The composer must interpret and represent sounds in ways that respect the original environment--and also (he suggests) the original listeners' experiences. Drawing on Steven Feld’s 1994 study of Papau New Guinea and that society’s vocal mimicry of bird song as communication, he argues that since both ethnography and soundscape thinking approach their environment from the inside, a compositional response might be a useful representation of an ethnographer’s understanding of sound in a culture. Privileging that original meaning means that interpretation needs as much attention as aesthetics in the finished work.
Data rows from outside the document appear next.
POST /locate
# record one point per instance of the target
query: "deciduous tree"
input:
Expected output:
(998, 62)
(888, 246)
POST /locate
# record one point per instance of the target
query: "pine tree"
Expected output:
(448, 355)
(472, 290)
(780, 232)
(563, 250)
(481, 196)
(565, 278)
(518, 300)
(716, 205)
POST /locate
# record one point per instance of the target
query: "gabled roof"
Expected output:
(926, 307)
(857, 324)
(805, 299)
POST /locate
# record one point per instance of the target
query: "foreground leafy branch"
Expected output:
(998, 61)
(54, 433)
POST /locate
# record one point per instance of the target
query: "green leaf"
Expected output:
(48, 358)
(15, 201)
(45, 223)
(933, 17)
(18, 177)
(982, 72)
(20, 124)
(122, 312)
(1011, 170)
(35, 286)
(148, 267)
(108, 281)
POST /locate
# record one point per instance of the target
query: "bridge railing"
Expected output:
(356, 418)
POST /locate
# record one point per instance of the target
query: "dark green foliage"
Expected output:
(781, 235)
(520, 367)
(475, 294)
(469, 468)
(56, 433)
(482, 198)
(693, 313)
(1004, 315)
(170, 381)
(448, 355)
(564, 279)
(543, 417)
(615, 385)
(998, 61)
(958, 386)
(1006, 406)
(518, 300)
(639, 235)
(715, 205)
Drever’s argument has been widely cited, but I was surprised on this reading that it didn’t help me much with my own thinking. Perhaps the arguments from 20 years ago have simply become commonplace. Of course I respect and want to understand the meanings the nuns of Thalbach (in Bregenz) assigned to the sounds that they heard. The chronicle account (in Ch 28) of the windstorm that trapped sister Margretha Schmidin as she was crossing the bridge on a wagon, and her three-fold recitation of the rosary as thanksgiving for her rescue when the wagon tipped draws attention both to nature and to prayer as ambient experiences. The noise and bluster, the confrontation with the cart-driving farmer and his wife, the articulated plea before the crossing and the thanksgiving prayers afterwards: each bead in her story (as told by the Chroniclist) is situated in a multisensory world. But I am not drawn to reconstruction in a compositionally creative sense; I’m not sure how that work would advance my understanding in any meaningful way. I suppose that’s because I carry the sounds of a storm, or a plea, or a prayer in my head, and create that internal soundtrack in the imagined recreation as I read (and then remember). I can open a YouTube tab and sample such things if I need; and my readers can too.
So my take-away is: I think we may have moved beyond that moment as our soundworld has shifted so strongly to that digitally archived space, and I think I might have more luck with sound and memory than sound and composition. But I suspect that we had to read cases like Drever’s for thinking interpretively about soundscapes before we could get to a place where they are perhaps a given of our discussion.